Indications are, however, that the idea of a CIO with broad responsibility for IT strategy is becoming increasingly popular across all levels of government. After more than a year of election-fuelled delays pushed the issue to the backburner, AGIMO recently advertised for a whole-of-government CIO position that will, when it is eventually filled, anoint the most powerful IT leader in the country.
AGIMO's search, and the inevitable efforts of governments in South Australia and any states that follow the model in the future, will continue to fuel debate both about what the CIO's responsibilities should be, and just what type of person is best suited as a state CIO. That Edgecumbe, Treadwell and Hannan all came from large government organizations suggests a preference, so far, for seasoned executives that know how to navigate the minefield of bureaucracy to get things done.
That is a good thing, at least in Kost's eyes. "The track record of CIOs brought in from the private sector is abysmal," he explains. "They fail to understand that there are some things about government that are different. Government is a political animal and has these very unique business processes. Unless the CIO coming in from the private sector understands those and understands they will rule their lives, and embraces that, they are going to fail."
Assuming this policy continues, further state CIOs are likely to be hired from within rather than being sourced from private sector positions. That may ensure political success, but can it drive a revolution? If government CIOs are being promoted from within, however, can they really pilot the states through minefields of bureaucracy to effect any real change? Can they ultimately be effective in bringing government IT to the level of private sector-style accountability and efficiency that is necessary? Or will they be simply paper tigers, sitting in ceremonial roles from which they are unable to do more than growl at departmental CIOs that retain their previous power?

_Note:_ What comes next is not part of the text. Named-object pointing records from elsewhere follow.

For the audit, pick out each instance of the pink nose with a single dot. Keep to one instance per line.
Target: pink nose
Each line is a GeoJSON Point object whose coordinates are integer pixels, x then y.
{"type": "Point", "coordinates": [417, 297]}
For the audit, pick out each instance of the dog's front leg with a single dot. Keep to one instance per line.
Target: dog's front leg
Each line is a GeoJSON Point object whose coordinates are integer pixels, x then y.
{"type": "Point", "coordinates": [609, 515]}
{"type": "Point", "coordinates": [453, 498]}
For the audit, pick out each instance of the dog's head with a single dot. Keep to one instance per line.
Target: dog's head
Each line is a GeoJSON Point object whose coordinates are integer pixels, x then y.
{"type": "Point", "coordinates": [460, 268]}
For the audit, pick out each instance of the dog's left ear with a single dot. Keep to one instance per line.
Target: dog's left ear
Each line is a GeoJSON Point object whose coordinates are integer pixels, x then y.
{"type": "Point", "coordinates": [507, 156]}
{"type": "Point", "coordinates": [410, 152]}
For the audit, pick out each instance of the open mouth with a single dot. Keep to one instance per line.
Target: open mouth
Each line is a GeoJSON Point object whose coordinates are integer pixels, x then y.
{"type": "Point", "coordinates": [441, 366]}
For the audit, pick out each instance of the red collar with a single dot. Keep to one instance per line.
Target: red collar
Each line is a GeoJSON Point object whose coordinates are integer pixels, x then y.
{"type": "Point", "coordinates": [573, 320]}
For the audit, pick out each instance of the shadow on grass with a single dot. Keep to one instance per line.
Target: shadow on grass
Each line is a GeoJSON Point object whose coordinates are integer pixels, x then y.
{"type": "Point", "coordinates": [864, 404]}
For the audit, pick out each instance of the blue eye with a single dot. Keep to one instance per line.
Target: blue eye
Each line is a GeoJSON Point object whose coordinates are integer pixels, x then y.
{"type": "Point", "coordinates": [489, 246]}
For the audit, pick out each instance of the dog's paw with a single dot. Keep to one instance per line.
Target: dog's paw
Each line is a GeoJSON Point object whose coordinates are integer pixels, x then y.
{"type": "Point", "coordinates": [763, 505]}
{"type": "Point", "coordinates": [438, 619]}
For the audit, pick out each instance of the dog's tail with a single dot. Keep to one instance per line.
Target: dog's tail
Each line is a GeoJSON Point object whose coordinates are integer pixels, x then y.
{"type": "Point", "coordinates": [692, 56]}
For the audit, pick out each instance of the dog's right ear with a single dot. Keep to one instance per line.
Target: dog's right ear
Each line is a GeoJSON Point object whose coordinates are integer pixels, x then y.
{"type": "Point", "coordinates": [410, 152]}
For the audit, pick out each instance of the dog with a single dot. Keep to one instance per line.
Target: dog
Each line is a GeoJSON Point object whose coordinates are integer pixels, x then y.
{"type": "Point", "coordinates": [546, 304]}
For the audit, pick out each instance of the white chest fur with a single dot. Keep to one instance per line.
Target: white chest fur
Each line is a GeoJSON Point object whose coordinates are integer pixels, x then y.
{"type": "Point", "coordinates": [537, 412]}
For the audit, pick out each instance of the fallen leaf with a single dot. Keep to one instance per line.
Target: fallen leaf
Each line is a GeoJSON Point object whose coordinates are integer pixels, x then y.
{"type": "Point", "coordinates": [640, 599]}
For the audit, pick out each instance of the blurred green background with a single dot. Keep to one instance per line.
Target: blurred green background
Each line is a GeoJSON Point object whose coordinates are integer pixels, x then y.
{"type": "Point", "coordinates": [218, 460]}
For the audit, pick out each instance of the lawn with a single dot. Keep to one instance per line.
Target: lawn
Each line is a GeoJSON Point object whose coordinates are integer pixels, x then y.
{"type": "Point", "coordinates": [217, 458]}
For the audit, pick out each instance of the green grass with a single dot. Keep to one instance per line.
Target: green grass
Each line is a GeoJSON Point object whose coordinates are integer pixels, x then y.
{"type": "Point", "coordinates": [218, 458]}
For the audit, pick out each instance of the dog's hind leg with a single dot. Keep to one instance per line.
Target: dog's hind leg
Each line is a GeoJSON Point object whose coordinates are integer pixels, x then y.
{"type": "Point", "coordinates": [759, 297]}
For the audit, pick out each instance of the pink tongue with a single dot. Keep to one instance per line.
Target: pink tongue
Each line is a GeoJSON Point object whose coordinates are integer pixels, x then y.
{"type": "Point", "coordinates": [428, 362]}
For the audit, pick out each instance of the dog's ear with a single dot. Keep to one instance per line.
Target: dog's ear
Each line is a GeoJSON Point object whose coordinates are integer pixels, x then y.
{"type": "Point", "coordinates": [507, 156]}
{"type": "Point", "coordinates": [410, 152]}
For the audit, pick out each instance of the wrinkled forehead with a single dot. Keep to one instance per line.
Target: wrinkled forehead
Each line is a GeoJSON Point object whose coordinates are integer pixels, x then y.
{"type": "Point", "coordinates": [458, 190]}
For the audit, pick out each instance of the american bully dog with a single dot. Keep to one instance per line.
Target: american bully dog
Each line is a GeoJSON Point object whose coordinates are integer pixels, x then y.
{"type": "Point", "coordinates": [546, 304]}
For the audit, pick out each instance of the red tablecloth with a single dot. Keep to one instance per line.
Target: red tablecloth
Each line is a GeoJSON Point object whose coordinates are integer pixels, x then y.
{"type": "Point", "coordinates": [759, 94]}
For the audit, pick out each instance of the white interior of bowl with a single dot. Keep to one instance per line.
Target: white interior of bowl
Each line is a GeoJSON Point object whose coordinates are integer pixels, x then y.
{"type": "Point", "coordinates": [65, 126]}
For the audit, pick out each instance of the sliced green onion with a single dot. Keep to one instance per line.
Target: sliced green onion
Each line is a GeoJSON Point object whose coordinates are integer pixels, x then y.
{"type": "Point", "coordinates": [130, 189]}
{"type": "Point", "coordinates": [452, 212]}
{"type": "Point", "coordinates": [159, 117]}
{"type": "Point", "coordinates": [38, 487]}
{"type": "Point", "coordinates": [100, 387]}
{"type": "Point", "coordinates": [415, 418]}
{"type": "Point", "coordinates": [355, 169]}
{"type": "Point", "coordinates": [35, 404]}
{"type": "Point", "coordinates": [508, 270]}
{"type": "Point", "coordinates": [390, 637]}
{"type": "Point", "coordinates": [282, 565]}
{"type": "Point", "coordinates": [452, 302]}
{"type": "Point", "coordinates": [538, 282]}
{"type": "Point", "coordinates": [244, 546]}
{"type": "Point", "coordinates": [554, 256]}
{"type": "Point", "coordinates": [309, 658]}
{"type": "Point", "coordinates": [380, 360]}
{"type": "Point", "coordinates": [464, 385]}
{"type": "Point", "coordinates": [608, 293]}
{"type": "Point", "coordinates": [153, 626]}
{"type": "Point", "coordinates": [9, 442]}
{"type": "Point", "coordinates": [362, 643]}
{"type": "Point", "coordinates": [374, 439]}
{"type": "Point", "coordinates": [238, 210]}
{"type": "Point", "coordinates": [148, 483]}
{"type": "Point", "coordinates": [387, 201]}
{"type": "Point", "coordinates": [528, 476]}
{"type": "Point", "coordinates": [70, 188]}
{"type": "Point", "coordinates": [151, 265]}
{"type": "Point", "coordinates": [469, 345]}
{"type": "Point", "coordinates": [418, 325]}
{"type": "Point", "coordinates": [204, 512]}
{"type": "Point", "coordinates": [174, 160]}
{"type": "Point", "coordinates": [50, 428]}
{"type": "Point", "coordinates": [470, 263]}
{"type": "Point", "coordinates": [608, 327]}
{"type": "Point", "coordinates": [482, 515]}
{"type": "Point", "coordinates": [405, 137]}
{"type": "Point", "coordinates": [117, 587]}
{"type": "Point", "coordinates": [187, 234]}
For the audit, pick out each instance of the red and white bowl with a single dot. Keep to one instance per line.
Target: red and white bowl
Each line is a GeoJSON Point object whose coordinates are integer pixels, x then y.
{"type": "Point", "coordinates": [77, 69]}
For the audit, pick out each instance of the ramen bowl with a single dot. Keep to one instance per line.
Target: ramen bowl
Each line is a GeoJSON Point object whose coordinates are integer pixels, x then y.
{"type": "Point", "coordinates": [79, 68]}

The long-term changes that centralization of IT decision making will introduce in NSW and Victoria have yet to be seen. A half-hearted approach to the CIO role could lead states up the garden path with very little to show for it. Certainly, both Edgecumbe and Treadwell will carry the weight of expectation on their shoulders, and their perception of the roles is likely to change significantly as they settle into the jobs.
"As you enable the business, you have to become more of an educator and lobbyist," says Mary Ann Maxwell, managing vice president of executive programs with Gartner, who spent four years as CIO of Westpac and knows that private sector concepts like operational efficiency and service can become muddied when the uniquely governmental issue of political return is thrown into the mix. "These are multiple jurisdictions that often have turf battles and have a little bit of legislative fiefdom to them.
"The whole-of-government CIO role as I see it is to start driving out of this limited consolidation environment to a more consolidated services environment, then maybe move up that food chain," Maxwell continues. "It's a role that has to find a balance between different agencies and different projects, strategic versus tactical, and so on. The basis is change, and the CIO just has to know how to use influencing and relationship skills more strongly than they might have to do in a private environment. [The state CIO strategy] is the right place to go; the only question is: how do you do it right?"